1. If a domestic service employee resides in the household where he or she works, the employer and domestic service employee may agree in writing to exclude from the wages of the domestic service employee:
(a) Periods for meals if the period for meals is at least one-half hour for each meal;
(b) Periods for sleep if the period for sleep excluded from the wages of the domestic service employee does not exceed 8 hours; and
(c) Any other period of complete freedom from all duties during which the domestic service employee may either leave the premises or stay on the premises for purely personal pursuits. To be excluded from the wages of the domestic service employee pursuant to this paragraph, a period must be of sufficient duration to enable the domestic service employee to make effective use of the time.
2. If a period excluded from the wages of the domestic service employee pursuant to this section is interrupted by a call to duty by the employer, the interruption must be counted as hours worked for which compensation must be paid.

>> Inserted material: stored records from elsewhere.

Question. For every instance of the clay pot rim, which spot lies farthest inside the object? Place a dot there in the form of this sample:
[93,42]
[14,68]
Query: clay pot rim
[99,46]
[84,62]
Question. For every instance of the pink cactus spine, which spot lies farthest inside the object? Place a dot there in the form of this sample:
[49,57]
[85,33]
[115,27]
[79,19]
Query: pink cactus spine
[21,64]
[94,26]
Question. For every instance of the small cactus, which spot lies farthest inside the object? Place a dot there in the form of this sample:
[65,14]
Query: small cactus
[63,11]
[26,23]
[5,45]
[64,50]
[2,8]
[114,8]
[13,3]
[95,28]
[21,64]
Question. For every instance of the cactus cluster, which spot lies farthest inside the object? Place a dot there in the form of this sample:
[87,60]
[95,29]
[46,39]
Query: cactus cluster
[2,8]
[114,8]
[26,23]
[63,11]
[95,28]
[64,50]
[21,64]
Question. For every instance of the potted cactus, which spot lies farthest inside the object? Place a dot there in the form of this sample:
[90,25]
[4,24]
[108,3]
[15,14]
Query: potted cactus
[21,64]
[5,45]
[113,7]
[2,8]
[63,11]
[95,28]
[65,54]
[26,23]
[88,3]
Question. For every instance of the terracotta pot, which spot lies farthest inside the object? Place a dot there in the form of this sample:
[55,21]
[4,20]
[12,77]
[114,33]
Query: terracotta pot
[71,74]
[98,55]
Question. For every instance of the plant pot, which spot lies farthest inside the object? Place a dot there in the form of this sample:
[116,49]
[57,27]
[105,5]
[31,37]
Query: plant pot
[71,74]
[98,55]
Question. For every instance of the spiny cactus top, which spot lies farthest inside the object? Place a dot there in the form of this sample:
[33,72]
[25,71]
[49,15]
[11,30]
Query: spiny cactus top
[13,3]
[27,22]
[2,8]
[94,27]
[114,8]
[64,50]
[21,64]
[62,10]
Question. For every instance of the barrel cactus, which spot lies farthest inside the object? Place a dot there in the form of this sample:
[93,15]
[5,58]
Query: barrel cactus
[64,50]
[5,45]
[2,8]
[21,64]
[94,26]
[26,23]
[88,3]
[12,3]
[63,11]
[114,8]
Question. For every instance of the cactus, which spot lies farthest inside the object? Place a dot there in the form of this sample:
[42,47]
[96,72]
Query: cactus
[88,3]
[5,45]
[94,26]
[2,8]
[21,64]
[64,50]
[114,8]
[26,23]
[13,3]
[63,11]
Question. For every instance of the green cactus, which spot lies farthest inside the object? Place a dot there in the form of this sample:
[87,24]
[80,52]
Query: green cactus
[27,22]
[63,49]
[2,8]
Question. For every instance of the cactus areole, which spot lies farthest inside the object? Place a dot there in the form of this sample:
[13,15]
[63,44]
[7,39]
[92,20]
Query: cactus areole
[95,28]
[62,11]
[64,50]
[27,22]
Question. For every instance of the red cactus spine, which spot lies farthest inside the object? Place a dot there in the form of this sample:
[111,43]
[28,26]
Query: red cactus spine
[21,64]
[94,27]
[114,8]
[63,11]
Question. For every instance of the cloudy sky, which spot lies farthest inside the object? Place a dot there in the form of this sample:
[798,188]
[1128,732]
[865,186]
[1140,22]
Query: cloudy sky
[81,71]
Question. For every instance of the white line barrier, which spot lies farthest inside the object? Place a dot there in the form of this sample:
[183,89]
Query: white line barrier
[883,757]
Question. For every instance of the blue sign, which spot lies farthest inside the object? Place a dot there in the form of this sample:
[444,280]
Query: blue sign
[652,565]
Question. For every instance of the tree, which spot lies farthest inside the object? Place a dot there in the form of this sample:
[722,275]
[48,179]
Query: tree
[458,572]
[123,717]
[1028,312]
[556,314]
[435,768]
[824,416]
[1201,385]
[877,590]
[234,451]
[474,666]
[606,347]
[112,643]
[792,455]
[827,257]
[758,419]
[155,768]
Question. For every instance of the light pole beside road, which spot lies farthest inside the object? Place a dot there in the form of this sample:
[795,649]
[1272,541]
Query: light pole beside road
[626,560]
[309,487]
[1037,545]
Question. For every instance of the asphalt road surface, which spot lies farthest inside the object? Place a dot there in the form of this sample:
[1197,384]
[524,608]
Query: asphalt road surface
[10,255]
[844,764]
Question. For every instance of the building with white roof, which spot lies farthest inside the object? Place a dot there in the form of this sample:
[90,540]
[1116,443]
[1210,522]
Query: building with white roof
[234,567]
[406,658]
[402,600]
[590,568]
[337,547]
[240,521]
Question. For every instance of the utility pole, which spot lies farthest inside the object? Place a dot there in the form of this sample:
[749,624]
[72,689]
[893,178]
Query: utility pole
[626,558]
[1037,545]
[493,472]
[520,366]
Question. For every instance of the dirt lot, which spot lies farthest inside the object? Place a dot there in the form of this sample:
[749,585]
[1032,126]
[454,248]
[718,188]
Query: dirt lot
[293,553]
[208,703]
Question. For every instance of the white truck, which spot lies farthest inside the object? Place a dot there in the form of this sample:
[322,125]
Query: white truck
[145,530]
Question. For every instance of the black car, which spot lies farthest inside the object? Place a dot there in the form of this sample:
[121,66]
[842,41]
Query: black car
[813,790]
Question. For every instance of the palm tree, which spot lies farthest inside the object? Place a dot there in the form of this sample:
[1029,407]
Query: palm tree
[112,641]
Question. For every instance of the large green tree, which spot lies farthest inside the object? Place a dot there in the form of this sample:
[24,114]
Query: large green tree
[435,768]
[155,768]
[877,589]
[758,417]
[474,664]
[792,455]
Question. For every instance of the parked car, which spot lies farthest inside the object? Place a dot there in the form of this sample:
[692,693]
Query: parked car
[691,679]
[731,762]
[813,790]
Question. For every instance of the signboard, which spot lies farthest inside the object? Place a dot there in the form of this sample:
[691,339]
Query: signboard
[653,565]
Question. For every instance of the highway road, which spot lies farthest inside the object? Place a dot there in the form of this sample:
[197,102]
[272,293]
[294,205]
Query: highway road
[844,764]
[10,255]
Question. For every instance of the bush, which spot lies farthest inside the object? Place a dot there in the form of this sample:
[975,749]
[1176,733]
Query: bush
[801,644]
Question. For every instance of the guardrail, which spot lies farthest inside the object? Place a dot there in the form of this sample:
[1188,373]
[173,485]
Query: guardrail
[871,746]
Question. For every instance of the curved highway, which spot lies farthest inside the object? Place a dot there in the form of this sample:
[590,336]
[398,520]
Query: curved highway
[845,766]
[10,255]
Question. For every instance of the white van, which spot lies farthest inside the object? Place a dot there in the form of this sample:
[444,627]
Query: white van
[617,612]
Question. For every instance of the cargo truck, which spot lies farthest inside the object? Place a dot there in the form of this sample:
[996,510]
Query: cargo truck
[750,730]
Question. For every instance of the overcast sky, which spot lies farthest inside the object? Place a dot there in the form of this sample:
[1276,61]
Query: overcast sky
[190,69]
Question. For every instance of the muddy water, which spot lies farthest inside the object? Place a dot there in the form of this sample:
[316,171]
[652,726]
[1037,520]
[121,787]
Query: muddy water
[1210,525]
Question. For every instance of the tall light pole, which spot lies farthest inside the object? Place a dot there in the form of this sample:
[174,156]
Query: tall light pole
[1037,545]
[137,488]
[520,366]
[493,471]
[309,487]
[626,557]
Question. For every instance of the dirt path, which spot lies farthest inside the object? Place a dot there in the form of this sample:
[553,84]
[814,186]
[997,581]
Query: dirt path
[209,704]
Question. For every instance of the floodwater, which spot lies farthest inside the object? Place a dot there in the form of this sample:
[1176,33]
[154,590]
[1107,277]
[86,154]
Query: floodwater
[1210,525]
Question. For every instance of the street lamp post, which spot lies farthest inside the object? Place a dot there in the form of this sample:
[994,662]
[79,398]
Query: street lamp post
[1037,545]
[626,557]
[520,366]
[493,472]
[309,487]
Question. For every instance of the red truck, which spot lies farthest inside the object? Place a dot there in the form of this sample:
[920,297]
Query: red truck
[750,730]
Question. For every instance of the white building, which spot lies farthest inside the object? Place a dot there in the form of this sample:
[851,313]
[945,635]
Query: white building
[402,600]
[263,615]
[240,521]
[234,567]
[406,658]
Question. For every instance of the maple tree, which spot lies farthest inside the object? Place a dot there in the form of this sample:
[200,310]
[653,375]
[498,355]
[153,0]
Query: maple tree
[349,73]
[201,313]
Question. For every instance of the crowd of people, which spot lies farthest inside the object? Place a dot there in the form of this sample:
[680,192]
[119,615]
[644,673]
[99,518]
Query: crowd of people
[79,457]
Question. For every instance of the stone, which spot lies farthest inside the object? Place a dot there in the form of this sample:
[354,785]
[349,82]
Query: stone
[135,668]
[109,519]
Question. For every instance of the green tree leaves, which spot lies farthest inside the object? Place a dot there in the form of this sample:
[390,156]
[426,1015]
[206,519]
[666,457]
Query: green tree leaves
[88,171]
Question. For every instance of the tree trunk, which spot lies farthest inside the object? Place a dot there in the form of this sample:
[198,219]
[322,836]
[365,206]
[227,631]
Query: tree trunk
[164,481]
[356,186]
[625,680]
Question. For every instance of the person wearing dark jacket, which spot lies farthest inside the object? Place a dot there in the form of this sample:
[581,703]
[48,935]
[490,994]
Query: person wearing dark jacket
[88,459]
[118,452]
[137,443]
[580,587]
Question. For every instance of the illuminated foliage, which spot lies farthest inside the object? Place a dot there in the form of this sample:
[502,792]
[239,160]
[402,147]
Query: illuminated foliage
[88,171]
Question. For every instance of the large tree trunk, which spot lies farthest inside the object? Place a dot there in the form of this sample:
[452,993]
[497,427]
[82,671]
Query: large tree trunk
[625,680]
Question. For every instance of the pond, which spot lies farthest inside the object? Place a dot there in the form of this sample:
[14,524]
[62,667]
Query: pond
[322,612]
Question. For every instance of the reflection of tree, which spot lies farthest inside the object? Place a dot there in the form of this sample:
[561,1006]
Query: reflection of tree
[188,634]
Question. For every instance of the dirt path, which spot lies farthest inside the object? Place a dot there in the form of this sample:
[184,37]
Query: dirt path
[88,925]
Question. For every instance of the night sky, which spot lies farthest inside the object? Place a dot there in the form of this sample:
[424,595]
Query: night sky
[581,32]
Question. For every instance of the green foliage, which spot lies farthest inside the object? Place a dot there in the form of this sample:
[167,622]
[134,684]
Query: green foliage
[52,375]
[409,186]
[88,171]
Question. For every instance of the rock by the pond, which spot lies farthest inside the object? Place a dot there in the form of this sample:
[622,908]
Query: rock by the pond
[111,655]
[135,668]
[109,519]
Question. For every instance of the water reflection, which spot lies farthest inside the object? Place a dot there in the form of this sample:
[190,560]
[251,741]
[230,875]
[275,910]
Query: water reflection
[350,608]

3. An agreement pursuant to this section may be used to establish the total hours of employment of a domestic service employee in a pay period in lieu of maintaining precise records of the number of hours worked per day. The employer shall keep a copy of the agreement and indicate in the record of wages pursuant to NRS 608.115 that the work time of the domestic service employee generally coincides with the agreement. If it is found by the parties that there is a significant deviation from the initial agreement, a separate record must be kept for the period in which the deviation occurs or a new agreement must be reached that reflects the actual facts.